Hauck Rüdiger, Balczulat Stefanie, Hafez Hafez M
Institute for Poultry Diseases, Free University Berlin, Koenigsweg 63, 14163 Berlin, Germany.
Avian Dis. 2010 Sep;54(3):1021-5. doi: 10.1637/9261-012910-Reg.1.
Between 2004 and 2008, 338 samples from 156 German turkey, chicken, and peacock flocks with suspected histomonosis (histomoniasis) were sent to the Institute for Poultry Diseases of the Free University Berlin. Most samples were from ceca or livers; the other samples were organ pools or were taken from other organs or the environment. In 108 samples from 65 flocks, histomonal DNA was detected by polymerase chain reaction (PCR). Tetratrichomonas gallinarum DNA was found in 5.3% of investigated samples from flocks infected with Histomonas meleagridis and in 27.4% of investigated samples from flocks that were not infected with H. meleagridis.
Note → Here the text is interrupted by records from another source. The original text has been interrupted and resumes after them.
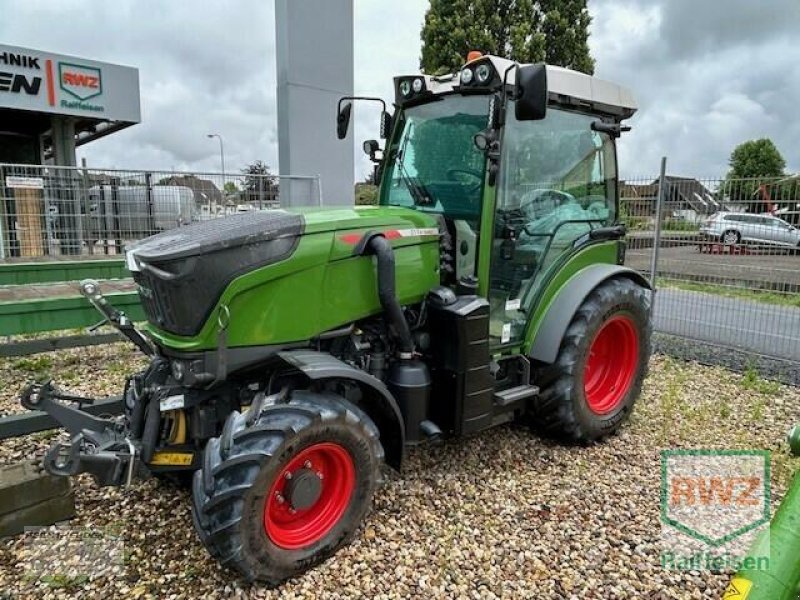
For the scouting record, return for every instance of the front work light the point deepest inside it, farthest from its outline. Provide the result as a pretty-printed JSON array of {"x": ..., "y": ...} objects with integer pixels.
[{"x": 483, "y": 73}]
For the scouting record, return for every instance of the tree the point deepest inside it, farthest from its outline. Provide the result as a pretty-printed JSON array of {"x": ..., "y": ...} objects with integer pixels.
[
  {"x": 230, "y": 187},
  {"x": 753, "y": 164},
  {"x": 258, "y": 183},
  {"x": 756, "y": 159},
  {"x": 552, "y": 31}
]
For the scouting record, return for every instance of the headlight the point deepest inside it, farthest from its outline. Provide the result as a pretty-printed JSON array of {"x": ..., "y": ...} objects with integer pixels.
[
  {"x": 482, "y": 73},
  {"x": 178, "y": 370}
]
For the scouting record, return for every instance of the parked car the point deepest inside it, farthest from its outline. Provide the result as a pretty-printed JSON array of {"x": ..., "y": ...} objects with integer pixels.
[{"x": 734, "y": 228}]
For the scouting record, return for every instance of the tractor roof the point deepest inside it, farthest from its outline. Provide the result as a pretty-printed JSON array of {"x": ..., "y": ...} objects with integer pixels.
[{"x": 565, "y": 86}]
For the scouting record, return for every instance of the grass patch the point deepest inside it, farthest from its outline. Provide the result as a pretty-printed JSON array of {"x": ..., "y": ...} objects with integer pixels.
[
  {"x": 37, "y": 366},
  {"x": 64, "y": 582},
  {"x": 763, "y": 296}
]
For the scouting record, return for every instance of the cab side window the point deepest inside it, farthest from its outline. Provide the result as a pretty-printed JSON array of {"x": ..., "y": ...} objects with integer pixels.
[{"x": 557, "y": 182}]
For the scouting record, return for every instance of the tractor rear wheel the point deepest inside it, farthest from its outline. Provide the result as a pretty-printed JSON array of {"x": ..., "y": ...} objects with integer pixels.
[
  {"x": 281, "y": 491},
  {"x": 591, "y": 388}
]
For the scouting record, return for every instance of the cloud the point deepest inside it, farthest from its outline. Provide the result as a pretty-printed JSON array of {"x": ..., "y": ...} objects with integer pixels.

For subtyping of the strains, the C-profiling method, a method used to analyze the internal transcribed spacer-1 (ITS-1) of the rRNA gene, was modified to be more specific for H. meleagridis. Results showed the presence of more than the three subtypes described so far. There was no clear correlation between the subtype and the host. By C-profiling the clonal cultures, heterogeneous ITS-1 sequences were shown to probably result from intragenomic differences between rRNA genes.
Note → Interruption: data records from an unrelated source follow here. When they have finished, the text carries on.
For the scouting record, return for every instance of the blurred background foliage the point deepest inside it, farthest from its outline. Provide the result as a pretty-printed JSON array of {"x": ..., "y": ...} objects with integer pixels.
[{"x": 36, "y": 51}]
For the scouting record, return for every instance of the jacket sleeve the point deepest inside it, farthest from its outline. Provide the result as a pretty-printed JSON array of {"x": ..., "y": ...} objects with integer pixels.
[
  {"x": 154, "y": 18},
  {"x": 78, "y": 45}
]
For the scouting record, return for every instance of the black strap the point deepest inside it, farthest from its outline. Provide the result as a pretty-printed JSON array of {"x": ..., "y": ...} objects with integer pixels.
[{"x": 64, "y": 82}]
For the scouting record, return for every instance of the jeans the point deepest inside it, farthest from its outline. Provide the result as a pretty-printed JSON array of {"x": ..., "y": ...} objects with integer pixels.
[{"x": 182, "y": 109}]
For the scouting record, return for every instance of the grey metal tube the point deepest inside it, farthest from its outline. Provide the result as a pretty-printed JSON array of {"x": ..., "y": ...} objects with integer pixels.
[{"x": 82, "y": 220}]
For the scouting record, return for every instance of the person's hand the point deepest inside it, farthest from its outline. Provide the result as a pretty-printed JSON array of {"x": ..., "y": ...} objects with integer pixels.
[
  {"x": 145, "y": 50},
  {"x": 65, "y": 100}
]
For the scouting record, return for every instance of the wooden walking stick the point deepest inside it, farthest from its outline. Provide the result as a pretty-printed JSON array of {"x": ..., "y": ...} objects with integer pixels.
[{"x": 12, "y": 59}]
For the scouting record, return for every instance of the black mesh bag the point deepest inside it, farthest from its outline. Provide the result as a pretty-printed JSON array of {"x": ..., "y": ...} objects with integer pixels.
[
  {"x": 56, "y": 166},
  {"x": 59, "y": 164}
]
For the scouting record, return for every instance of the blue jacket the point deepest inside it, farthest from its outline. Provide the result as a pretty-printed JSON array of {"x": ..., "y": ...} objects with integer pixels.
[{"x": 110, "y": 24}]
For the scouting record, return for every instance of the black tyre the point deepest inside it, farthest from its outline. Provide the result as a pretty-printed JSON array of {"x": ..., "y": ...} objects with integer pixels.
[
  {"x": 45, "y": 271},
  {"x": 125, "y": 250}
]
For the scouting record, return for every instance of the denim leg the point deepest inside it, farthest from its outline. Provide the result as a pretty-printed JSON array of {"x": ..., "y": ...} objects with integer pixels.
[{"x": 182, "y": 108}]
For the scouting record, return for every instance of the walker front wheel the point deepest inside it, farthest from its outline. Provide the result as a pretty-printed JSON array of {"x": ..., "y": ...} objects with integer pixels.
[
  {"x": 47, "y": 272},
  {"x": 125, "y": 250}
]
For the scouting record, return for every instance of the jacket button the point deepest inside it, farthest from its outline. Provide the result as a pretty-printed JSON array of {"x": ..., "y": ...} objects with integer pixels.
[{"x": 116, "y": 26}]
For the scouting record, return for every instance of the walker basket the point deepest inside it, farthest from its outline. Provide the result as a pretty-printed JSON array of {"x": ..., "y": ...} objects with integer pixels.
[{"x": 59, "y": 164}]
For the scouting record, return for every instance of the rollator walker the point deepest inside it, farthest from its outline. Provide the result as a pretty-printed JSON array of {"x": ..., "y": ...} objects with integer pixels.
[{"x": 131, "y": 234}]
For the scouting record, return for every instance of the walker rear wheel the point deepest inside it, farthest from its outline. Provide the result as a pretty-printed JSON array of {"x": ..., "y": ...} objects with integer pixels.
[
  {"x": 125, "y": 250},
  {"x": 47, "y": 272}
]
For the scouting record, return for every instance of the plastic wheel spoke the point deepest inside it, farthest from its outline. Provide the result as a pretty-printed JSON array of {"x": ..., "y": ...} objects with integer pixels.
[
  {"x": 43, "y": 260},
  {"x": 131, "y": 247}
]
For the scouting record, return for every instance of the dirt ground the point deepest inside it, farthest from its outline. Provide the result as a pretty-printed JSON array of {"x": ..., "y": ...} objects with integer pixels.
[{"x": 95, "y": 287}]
2004年至2008年间,来自156个德国火鸡、鸡和孔雀群且疑似感染组织滴虫病的338份样本被送往柏林自由大学家禽疾病研究所。大多数样本取自盲肠或肝脏;其他样本为器官混合样本或取自其他器官或环境。在来自65个鸡群的108份样本中,通过聚合酶链反应(PCR)检测到组织滴虫DNA。在感染火鸡组织滴虫的鸡群的5.3%的检测样本以及未感染火鸡组织滴虫的鸡群的27.4%的检测样本中发现了鸡四毛滴虫DNA。为了对菌株进行亚型分析,对用于分析rRNA基因内部转录间隔区1(ITS-1)的C-分型方法进行了改进,使其对火鸡组织滴虫更具特异性。结果显示存在超过目前已描述的三种亚型。亚型与宿主之间没有明显的相关性。通过对克隆培养物进行C-分型,结果表明ITS-1序列的异质性可能是由rRNA基因之间的基因组内差异导致的。